Even as it moves to sell its Long Island service territory, New York American Water is pressing ahead with plans to replace all its 126,500 water meters in Nassau with new smart meters that constantly monitor customers’ usage.
The $40.8 million plan was approved by the state Public Service Commission last month, and meter replacement work is scheduled to start in May and continue through 2025, the company said. Notices to customers will go out this month.
The smart meters will track usage, along with suspected leaks, in real time throughout the day and report to the company using cellular technology. The meters will replace a different system known as AMR that was installed between 2001 and 2005 for most customers.
That system, which sends signals that can be captured by drive-by employees, relieved field service workers from having to read each meter. Those workers will remain with the company with more time to "focus on other service orders," New York American Water spokeswoman Lee Mueller said.
The cost of rolling out the smart meter network will begin appearing in customer bills as a system improvement charge starting in August 2021, the company said. Specific costs to customers aren't yet available.
State Sen. Todd Kaminsky (D-Long Beach) took issue with the eventual rate impact. “If the utility is comfortable with this rate structure then they should also be comfortable with providing advanced metering with no cost to the customer," he said.
The anticipated $5 million in savings over AMR meters will be included in the next rate case. Liberty Utilities has pledged to keep rates frozen until 2023.
In filings, the company said while it expects a 100% replacement rate of the old meters, it has contingencies for customers who want to opt out or whose meters are inaccessible.
Once smart meters are installed in a certain service territory, those who decline them will pay a $13.21 monthly charge for the company to read their meters manually and other expenses.
Those who don’t or can't grant access to their meter for replacement could be subject to a $25 no-access fee after three attempts by the company to replace the meter.
The company said it's "confident" it can avoid having to levy the fee by securing appointments or guiding the "few" customers who opt out through the opt-out process.

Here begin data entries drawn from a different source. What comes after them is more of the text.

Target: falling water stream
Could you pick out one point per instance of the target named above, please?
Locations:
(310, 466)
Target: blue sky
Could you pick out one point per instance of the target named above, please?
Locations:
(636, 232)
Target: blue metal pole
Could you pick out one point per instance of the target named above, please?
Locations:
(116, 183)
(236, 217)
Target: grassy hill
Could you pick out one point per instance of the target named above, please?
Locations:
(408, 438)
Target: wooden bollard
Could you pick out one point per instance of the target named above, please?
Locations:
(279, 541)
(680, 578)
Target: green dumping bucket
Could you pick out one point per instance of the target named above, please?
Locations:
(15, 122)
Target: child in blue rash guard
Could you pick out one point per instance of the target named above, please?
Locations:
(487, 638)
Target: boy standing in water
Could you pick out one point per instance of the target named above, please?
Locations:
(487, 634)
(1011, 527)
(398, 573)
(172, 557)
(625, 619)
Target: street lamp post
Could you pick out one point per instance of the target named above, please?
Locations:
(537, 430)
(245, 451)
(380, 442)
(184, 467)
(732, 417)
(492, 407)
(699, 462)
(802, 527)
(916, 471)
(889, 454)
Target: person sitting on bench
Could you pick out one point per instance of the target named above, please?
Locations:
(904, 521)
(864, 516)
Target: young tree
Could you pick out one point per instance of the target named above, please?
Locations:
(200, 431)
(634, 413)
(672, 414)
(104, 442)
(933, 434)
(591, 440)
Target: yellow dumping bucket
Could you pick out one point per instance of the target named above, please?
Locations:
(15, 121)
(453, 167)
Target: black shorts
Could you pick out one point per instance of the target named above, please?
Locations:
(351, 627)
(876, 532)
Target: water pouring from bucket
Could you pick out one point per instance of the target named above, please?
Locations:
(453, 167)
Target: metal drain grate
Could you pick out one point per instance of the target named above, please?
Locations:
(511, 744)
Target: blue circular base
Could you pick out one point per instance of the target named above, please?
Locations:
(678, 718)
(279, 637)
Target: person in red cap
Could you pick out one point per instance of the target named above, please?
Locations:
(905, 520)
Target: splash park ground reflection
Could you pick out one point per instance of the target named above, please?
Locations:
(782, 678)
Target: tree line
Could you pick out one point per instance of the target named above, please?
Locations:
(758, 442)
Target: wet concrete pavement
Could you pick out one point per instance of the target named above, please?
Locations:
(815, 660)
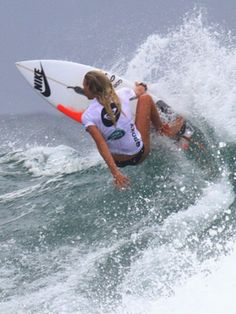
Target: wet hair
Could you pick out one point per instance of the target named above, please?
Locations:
(100, 85)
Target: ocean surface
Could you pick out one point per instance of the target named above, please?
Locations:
(70, 242)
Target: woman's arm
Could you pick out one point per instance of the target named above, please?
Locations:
(120, 180)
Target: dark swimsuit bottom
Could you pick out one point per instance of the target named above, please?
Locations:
(131, 162)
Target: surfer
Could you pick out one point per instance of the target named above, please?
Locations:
(120, 140)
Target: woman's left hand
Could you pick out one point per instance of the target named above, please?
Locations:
(121, 181)
(140, 89)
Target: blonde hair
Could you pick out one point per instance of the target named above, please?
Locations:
(100, 85)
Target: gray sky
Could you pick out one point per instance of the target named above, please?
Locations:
(95, 32)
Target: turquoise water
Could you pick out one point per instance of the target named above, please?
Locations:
(72, 243)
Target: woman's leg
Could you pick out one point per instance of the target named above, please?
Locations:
(146, 113)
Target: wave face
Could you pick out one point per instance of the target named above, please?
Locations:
(72, 243)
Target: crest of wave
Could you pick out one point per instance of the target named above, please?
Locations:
(193, 68)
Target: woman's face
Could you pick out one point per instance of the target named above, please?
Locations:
(87, 91)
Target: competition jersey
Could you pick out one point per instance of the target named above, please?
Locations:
(122, 138)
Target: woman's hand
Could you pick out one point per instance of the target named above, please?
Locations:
(121, 181)
(140, 89)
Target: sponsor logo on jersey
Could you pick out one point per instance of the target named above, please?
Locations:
(41, 82)
(116, 135)
(134, 135)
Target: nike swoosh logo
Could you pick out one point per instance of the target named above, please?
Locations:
(41, 82)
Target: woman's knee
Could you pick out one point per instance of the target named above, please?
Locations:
(146, 98)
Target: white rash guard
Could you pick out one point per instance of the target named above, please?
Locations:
(123, 138)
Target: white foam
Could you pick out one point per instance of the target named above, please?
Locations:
(194, 70)
(169, 263)
(48, 161)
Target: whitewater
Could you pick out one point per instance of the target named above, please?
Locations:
(71, 243)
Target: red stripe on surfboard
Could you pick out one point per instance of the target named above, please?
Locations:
(76, 115)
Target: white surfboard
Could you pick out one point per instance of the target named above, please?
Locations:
(56, 82)
(60, 83)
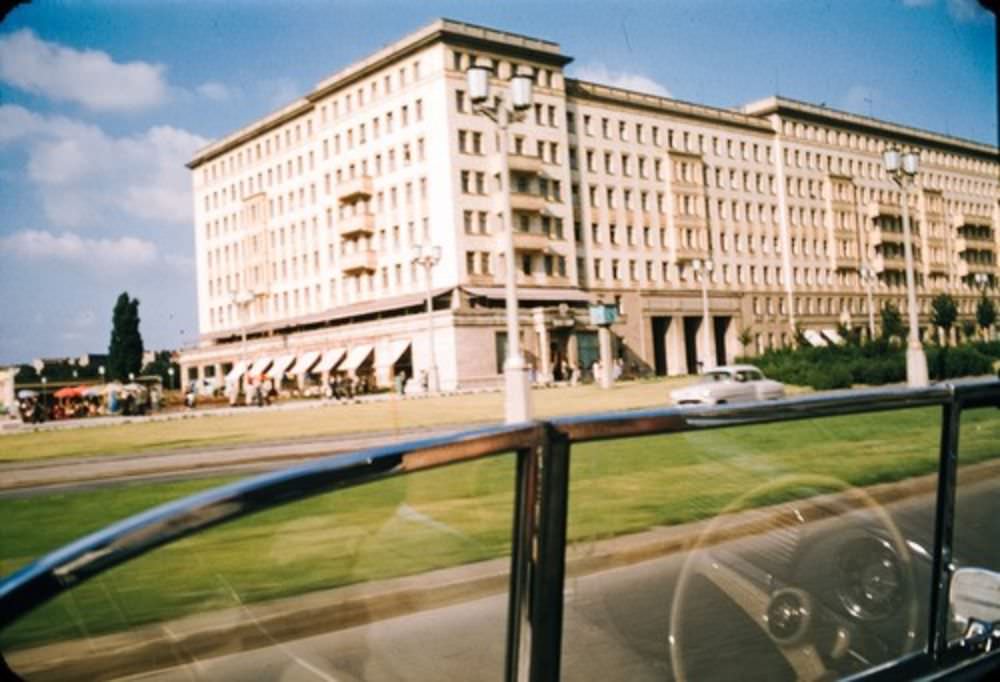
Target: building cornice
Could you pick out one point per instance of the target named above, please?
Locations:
(803, 111)
(700, 112)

PSEG Long Island is in the midst of a transition to smart meters across LIPA’s 1.1 million customers. National Grid converted to AMR drive-by meters several years ago.
Under the new American Water system, customer water meters are connected to a communications system that monitors usage and alerts customers to "suspected leaks, high usage or backflow," Mueller said. Water usage data are logged every 15 minutes and sent to the company four times a day.
The system uses "secure commercial cellular network" to send encrypted data back to the company. Radio frequency signals from the meters are "well below the levels most people come in contact with on a typical day in their home," the company said.
In company literature, New York American Water indicated it was expecting some pushback from at least one customer segment.
“NYAW understands that seniors may not be receptive to [smart-meter] technology and/or have the tools to access the data provided by AMI,” says a company rollout plan filed with the state.
The company “wants to engage with this target audience to demonstrate how paper billing, live customer service and other customer support functions will not be impacted” by the transition to smart meters.
New York American Water also said it plans to demonstrate how it can use data to "alert customers to high water usage and continuous flow even if they have not signed up for alerts” from the company’s website.
Mueller said Liberty Utilities, which intends to purchase New York American Water, is “aware of and in agreement” with the smart meter rollout.
David Denenberg, a utility watchdog at Long Island Clean Air Water and Soil, said he was “unimpressed” by the company’s rollout plan. He cited one of the primary reasons for rolling it out: notifying customers of higher usage and rates.
“To get even higher rates so that we can be notified of our higher rates just doesn’t impress me,” said Denenberg, a former Democratic Nassau County legislator.